The Baltic Sea is becoming increasingly popular among foreign investors. The Baltic Sea is seen as a body of water offering opportunities for the development of offshore wind farms based on floating wind platforms. We ask Ocean Winds about their plans for the Baltic Sea. The company informed us that on 14 February 2022, ENGIE with EDP Renewables, with advisory support from Ocean Winds, have submitted 9 applications for new sites for offshore wind farms.
Ocean Winds is one of the global leaders in developing offshore wind technology. The company (50/50) was formed in 2019 through an agreement between EDP Renewables (EDPR) and ENGIE. The investor shows interest in investing in the Baltic Sea area.
– Back in 2019, Wind Europe released a report estimating that up to 83 GW of power could be installed in the Baltic Sea by 2050, so we know that the potential of the Baltic Sea is very large. Additionally, the Polish part of the Baltic Sea has some of the best conditions for the development of offshore wind farms due to relatively shallow waters and optimal wind conditions,” points out Aleksandra Jampolska, Stakeholder Manager at Ocean Winds.
She adds that, for Ocean Winds and our parent companies, Poland is a very important market and we intend to expand here. Therefore, on 14 February 2022, ENGIE and EDP Renewables, with advisory support from Ocean Winds, have submitted 9 applications for new locations for offshore wind farms (i.e. issuance of permits to erect and use artificial islands of structures and equipment in Polish maritime areas).
Ocean Winds is also looking at other countries in the region – including Lithuania. In 2020, Ocean Winds signed an agreement with Ignitis Group to develop offshore wind projects in Lithuania and participate in the first auction scheduled for 2023.
Ocean Winds develops projects in Poland
The company recalls in a comment for BalticWind.EU that it is planning a 399 MW BC-Wind offshore wind farm in the Baltic region, in the Polish Exclusive Economic Zone, around 23 km from the coast at the height of the Choczewo municipality (Pomerania).
– Last June, the project was granted the right to a contract for difference (CfD) by the ERO, which will make it one of the first realized offshore investments in our country. In addition, a two-year wind measurement campaign was completed in mid-2021, which confirmed favorable conditions for the project. Additionally, an application for issuance of a decision on environmental conditions has been filed together with the environmental impact assessment report, which was preceded by environmental studies – the investor informed us.
In 2022, Ocean Winds plans to conduct a seabed geological survey for the offshore portion of the project and select a designer for the onshore offshore farm connection. In addition, it expects to obtain an environmental decision for the offshore wind farm and to enter into an agreement for a service port.
To what extent can floating technology be crucial for the Baltic?
Ocean Winds has experience in floating offshore wind farm technology as one of the first in the world.
– We like innovation and are not afraid to invest in it. Our Windfloat Atlantic wind farm is a pioneering project located in Portugal that was a cornerstone of the industry. Its breakthrough moment was the design of a floating offshore wind turbine at a depth of more than 40 meters, based on experience from the oil and gas industry, Jampolska points out.
She adds that the WindFloat Atlantic project consists of three turbines installed on floating foundations. With a total installed capacity of 25 MW, the wind farm provides electricity to approximately 60,000 households annually.

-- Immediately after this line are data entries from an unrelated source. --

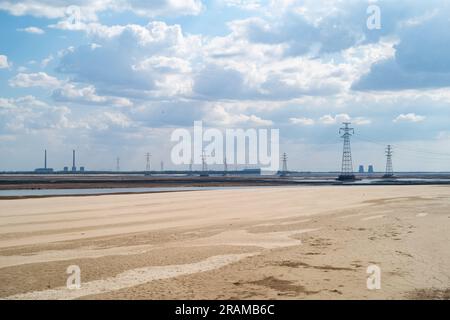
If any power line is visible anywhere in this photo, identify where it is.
[355,136,450,160]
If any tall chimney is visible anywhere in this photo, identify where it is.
[72,150,77,171]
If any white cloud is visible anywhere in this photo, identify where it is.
[41,55,54,68]
[205,105,273,126]
[393,113,426,122]
[319,113,372,125]
[8,72,61,88]
[0,54,9,69]
[289,118,315,126]
[17,27,45,34]
[52,83,133,107]
[0,0,203,21]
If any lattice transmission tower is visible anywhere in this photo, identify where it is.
[383,145,394,178]
[200,150,209,177]
[338,122,355,181]
[280,152,287,177]
[145,152,152,176]
[223,157,228,176]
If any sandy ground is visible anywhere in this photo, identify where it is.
[0,186,450,299]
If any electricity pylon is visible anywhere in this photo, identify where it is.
[383,145,394,178]
[280,152,287,177]
[145,152,152,176]
[338,122,355,181]
[200,150,209,177]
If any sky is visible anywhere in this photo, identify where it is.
[0,0,450,171]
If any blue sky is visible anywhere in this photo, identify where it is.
[0,0,450,171]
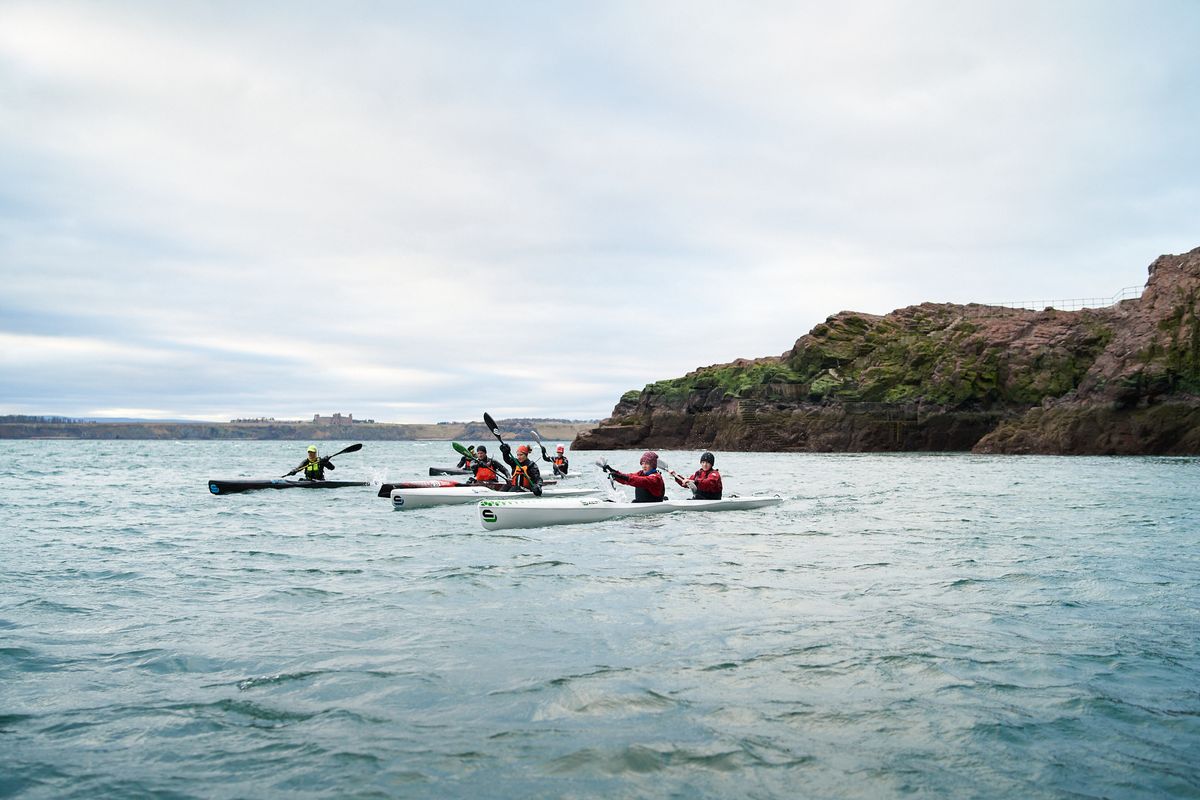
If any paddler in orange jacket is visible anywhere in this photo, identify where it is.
[500,441,541,497]
[541,445,570,477]
[604,450,667,503]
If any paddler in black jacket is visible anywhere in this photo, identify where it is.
[463,445,509,483]
[500,441,541,497]
[284,445,337,481]
[455,445,475,469]
[541,445,570,477]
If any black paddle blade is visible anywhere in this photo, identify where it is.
[322,443,362,461]
[484,411,500,438]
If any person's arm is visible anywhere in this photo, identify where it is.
[529,461,541,497]
[500,441,517,467]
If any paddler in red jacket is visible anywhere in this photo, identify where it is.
[604,450,667,503]
[500,441,541,497]
[671,452,724,500]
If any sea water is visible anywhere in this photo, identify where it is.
[0,441,1200,798]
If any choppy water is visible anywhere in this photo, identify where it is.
[0,441,1200,798]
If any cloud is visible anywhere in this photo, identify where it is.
[0,1,1200,421]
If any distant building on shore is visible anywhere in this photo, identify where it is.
[312,413,374,426]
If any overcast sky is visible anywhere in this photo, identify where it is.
[0,0,1200,422]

– On a larger scale, Ocean Winds recently received approval for its 1.2 GW KF Wind floating project in South Korea. The permit is a key step towards the world’s first commercial-scale floating wind farm, the investor tells BalticWind.EU.
The company notes that the Baltic Sea is relatively shallow and calm, its conditions tending to favor monopile or truss foundations. However, we are already hearing about the first research and development projects for floating platforms in the Baltic Sea.